The guidelines for determining whether addressing the court is in a child’s best interests are as follows:1) whether the child is of sufficient age and capacity to reason to form an intelligent preference as to custody or visitation (parenting time); 2) whether the child is of sufficient age and capacity to understand the nature of testimony, i.e. the obligation to tell the truth; 3) whether information has been presented indicating that the child may be at risk emotionally if he or she is permitted or denied the opportunity to address the court or that the child may benefit from addressing the court; 4) whether the subject areas about which the child is anticipated to address the court are relevant to the court’s decision-making process; and 5) whether any other factors weigh in favor of or against having the child address the court, taking into consideration the child’s desire to do so.  (Cal. Rules of Court, rule 5.250.

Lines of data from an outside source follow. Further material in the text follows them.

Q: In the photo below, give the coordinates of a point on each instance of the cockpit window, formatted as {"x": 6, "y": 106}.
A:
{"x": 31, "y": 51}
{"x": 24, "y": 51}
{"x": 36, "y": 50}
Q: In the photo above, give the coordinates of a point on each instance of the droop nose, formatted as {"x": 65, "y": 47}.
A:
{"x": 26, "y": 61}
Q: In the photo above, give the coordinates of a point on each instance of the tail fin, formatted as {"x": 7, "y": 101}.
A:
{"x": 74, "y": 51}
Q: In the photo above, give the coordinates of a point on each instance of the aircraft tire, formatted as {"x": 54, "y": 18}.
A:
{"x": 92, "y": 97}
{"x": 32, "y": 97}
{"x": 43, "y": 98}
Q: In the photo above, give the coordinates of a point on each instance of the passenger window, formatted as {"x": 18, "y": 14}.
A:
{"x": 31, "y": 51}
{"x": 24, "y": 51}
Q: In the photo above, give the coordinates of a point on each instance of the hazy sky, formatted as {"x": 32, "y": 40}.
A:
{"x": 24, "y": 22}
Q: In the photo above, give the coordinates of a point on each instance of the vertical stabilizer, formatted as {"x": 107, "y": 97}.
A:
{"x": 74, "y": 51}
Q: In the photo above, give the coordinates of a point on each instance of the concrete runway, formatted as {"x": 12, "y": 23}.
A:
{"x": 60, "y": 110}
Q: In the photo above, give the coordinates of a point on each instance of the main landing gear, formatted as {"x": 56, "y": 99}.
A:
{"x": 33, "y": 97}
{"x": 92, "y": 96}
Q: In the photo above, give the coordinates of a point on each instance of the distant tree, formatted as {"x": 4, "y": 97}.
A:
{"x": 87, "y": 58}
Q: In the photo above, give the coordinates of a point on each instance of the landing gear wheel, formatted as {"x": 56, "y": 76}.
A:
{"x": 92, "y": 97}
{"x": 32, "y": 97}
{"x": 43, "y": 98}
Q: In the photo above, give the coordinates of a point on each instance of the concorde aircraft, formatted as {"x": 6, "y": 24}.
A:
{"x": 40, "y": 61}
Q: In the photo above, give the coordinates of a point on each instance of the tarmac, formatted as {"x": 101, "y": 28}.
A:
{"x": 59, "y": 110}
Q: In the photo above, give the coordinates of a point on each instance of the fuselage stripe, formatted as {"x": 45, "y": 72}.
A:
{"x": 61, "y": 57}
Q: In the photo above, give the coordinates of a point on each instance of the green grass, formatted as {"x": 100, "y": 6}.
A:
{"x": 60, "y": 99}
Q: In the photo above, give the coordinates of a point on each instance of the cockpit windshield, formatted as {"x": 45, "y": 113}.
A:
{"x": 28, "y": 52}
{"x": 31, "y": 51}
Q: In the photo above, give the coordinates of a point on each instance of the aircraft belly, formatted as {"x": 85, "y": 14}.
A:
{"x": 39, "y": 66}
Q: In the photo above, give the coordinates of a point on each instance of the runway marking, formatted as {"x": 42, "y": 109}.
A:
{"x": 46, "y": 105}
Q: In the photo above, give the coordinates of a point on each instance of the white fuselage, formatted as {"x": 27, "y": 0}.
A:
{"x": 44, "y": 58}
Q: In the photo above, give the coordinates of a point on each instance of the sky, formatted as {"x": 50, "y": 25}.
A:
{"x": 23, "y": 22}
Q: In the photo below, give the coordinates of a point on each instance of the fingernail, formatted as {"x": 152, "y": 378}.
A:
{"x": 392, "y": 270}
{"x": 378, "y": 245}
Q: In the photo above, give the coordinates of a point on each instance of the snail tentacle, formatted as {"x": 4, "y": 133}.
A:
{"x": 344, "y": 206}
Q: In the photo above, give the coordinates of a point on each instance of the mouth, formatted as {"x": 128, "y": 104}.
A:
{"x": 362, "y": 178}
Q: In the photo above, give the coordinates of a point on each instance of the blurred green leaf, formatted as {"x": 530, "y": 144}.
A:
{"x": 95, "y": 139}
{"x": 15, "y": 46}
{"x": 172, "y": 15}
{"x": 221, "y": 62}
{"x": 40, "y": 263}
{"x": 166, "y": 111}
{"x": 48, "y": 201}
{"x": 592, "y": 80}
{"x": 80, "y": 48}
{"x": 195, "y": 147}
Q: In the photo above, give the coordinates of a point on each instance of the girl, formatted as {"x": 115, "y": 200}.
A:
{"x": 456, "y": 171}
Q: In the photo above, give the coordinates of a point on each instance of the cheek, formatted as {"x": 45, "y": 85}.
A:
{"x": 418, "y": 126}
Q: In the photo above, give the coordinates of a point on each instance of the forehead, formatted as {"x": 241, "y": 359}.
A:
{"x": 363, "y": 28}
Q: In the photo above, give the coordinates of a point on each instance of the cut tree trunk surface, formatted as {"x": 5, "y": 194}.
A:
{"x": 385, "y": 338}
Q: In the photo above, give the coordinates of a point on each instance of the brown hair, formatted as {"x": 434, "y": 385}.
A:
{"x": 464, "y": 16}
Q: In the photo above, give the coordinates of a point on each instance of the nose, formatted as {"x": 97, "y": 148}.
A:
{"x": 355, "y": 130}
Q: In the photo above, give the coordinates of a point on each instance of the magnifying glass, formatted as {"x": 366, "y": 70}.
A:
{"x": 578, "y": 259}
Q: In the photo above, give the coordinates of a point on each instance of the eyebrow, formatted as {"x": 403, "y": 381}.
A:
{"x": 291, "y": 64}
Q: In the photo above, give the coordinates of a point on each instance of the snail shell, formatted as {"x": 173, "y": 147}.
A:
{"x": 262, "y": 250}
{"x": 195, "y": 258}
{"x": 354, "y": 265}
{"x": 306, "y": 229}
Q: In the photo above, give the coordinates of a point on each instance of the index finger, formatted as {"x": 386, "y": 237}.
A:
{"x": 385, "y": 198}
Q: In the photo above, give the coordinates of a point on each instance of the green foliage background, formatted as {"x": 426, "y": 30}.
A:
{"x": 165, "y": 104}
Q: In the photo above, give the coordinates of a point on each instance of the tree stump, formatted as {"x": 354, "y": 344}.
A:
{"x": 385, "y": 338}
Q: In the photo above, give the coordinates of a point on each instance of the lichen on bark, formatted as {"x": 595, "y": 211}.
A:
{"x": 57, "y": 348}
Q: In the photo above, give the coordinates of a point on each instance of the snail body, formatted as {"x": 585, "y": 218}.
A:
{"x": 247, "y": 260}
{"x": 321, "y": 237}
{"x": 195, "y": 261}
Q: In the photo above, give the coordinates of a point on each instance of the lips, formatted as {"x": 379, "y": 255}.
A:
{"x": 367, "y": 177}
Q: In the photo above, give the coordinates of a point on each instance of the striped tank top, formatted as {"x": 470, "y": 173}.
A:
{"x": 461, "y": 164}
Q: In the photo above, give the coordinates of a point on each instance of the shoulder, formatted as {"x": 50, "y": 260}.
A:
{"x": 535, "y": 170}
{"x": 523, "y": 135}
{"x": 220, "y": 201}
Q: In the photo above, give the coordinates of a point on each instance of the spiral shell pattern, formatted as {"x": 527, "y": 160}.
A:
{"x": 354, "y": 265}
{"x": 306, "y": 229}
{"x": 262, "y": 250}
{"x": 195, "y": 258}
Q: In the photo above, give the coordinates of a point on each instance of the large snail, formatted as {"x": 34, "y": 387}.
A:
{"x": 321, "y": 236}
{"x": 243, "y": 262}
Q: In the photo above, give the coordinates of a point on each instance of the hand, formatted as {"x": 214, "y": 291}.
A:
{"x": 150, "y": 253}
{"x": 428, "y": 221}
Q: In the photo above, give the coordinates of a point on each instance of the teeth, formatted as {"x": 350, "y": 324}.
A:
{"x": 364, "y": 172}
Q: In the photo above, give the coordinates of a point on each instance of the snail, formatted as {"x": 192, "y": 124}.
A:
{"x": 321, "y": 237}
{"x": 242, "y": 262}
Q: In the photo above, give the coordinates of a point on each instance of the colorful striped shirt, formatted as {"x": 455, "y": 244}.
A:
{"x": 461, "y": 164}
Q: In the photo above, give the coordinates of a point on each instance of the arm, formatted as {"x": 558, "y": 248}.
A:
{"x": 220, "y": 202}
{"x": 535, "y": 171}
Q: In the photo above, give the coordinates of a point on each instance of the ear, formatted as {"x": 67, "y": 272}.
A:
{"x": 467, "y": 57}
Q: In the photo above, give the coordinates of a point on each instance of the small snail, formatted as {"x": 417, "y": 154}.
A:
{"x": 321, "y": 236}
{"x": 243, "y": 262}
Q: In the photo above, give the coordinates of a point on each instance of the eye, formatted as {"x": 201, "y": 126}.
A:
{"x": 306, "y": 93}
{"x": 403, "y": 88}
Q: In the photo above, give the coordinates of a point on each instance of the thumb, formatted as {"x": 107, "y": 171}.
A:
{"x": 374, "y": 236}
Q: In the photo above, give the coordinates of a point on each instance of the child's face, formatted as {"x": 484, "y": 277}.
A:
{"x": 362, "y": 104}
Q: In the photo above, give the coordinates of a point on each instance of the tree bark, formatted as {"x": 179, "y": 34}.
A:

To take a concrete example, the court may determine that a 14-year old who wants to live primarily with her mother because she has a curfew at father's house is not of sufficient age and capacity to reason to form an intelligent preference as to custody within the meaning of the statute.  It should also be noted that children under the age of 14 are also permitted to address the court regarding custody and visitation issues, as long as “the court determines that it is appropriate pursuant to the child’s best interests.” (Fam. Code, § 3042, subd. (d).

Once the court has decided to hear testimony from a child, it is allowed great latitude in determining the manner in which the testimony is taken.  In the majority of cases, it would be traumatic for a child to testify in a public courtroom in front of both parents and strangers.  If the court concludes that it is not in the best interests of a child to testify in court, the new law requires the court to provide alternative means of obtaining the information from the child, such as requiring the child to participate in child custody mediation or the appointment of an evaluator.  (Cal. Rules of Court., Rule 5.250(d).

While the court is required to give “due weight” to the child’s wishes, it is not required to follow the preferences of the child when fashioning its custody order.   In other words, just because a child wants to live primarily with a particular parent, does not necessarily mean that the court is going to order this.  Rather, the determination will be based on an analysis of that particular child’s best interests.